S’agit-il d’une Guerre civile, d’un conflit régional ou d’une confrontation communautaire ?

Ces trois dimensions expliquent la complexité ainsi que la poursuite de la guerre au Yémen. « Le pays est fortement morcelé avec des particularismes régionaux très ancrés, fait valoir Franck Mermier. Il y a d’abord une grande division entre nordistes et sudistes, avec une tendance indépendantiste forte chez ces derniers. Puis des divisions politiques pour ou contre les Houthis. Ceux-là se sont emparés des rouages de l’Etat et de l’armée en prenant Sanaa et sont parvenus à contrôler les chefs de tribus. La polarisation de la société et de la population autour des forces politiques se fait sur la base des préférences régionalistes », ajoute le spécialiste du Yémen.
Pour ce qui est du lien entre l’Iran et les Houthis zaïdites,«il s’agit d’une proximité plus politique que communautaire», nuance Franck Mermier. Foncièrement anti-américain, le mouvement Ansarullah, qui s’inspire du Hezbollah libanais qui l’a aidé depuis 2012, a adopté les mêmes slogans : «Mort à l’Amérique, mort à Israël». Ils s’étaient opposés à Saleh quand celui-ci s’est aligné sur les Etats-Unis, notamment pour combattre Al-Qaeda. Leur opposition à l’Arabie Saoudite est moins religieuse parce qu’ils considèrent le royaume comme un laquais des Américains.
« L’Iran est beaucoup moins impliqué que ne le suggèrent les Saoudiens, estime Franck Mermet. Même l’aide militaire qu’on accuse Téhéran de fournir aux Houthis est grossie et ne suffit pas à renverser la donne. En s’emparant des arsenaux important de l’armée de Saleh, ils ont de quoi faire. Mais l’intérêt certain de l’Iran est de voir l’Arabie Saoudite continuer de s’embourber au Yémen 
Du côté des légitimistes, soutenus par la coalition arabe, on est loin d’un camp unifié. Saoudiens et Emiriens jouent chacun leur partition sur le terrain. Les premiers appuyant le président Hadi et le parti Islah, proches des Frères musulmans, tandis que les seconds favorisent des salafistes et minent les efforts de Hadi de reconstruire l’Etat. « On est face à deux extrémismes religieux : Houthis au Nord et Frères musulmans ou salafistes au Sud. La différence est que les premiers sont organisés et contrôlent seuls le Nord tandis que les autres sont des groupes divisés et rivaux », résume Radhya Mutawakil, de l’organisation Mwatana, qui parle du désarroi de la majorité de la population qui « n’a plus confiance en personne et ne pense qu’à sa survie».
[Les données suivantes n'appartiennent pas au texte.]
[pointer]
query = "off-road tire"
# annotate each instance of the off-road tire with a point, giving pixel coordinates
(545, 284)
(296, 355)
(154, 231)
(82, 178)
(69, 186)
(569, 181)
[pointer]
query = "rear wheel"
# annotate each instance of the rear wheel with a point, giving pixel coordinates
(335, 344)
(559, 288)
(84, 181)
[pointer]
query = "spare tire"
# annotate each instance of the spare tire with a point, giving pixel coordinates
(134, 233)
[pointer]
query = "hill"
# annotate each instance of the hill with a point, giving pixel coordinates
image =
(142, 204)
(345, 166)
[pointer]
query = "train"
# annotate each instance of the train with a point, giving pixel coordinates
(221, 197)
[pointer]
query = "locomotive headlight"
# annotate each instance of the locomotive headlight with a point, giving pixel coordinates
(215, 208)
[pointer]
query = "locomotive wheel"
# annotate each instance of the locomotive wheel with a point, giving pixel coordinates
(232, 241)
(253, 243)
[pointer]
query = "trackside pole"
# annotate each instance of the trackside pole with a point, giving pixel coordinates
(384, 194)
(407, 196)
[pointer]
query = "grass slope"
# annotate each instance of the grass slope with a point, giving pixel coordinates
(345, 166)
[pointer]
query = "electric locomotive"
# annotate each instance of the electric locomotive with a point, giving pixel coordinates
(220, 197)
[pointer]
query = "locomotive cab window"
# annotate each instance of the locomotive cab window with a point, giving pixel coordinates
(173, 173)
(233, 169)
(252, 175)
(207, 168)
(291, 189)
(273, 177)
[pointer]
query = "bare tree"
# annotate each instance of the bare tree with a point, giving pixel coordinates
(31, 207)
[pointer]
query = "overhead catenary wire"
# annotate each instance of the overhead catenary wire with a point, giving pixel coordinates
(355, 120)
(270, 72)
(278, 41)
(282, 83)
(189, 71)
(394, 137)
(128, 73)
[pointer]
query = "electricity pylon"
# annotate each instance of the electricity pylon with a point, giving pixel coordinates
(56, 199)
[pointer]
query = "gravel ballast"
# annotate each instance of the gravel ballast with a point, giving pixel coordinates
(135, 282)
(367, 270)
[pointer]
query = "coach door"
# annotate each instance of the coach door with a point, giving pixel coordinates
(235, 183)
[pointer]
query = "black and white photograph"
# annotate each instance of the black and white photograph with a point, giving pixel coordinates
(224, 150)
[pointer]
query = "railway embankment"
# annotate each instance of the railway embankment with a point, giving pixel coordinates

Est-il possible de sortir de l’impasse ?

Radhya Mutawakil résume : «Toutes les parties au conflit sont faibles et nulles. Aucune n’a de chance de gagner. En plus de leur incompétence militaire, les Saoudiens n’ont rien fait pour asseoir le pouvoir légal dans le Sud, ou renforcer les structures de l’Etat : ni armée, ni gouvernement, ni services. Même le président Hadi passe la plupart de son temps à Riyad.» La militante souligne par ailleurs que le temps est propice à la négociation car tous les camps cherchent une porte de sortie.
Depuis le début du conflit en 2011, sept accords de trêve négociés par l’ONU ont avorté tandis que deux envoyés spéciaux des Nations unies ont échoué dans leurs efforts de trouver une solution. Le troisième, Martin Griffiths, diplomate britannique nommé en février, a convoqué les différentes parties ce jeudi à Genève pour des pourparlers. Le gouvernement du président Hadi comme les rebelles Houthis y participent sans toutefois se rencontrer.
«Ces discussions ont des chances d’aboutir estime Franck Mermet. L’option fédérale reste une hypothèse de travail valable et on peut la faire évoluer avec quelques modifications des frontières. En tout cas, elle vaut mieux qu’une séparation Nord-Sud ou pire encore Sud-Sud.» Reste à voir si les tentatives de règlement par l’ONU auront le soutien nécessaire des principales puissances mondiales pour mettre fin à un conflit dont la poursuite ne dérange personne, et arrange certains.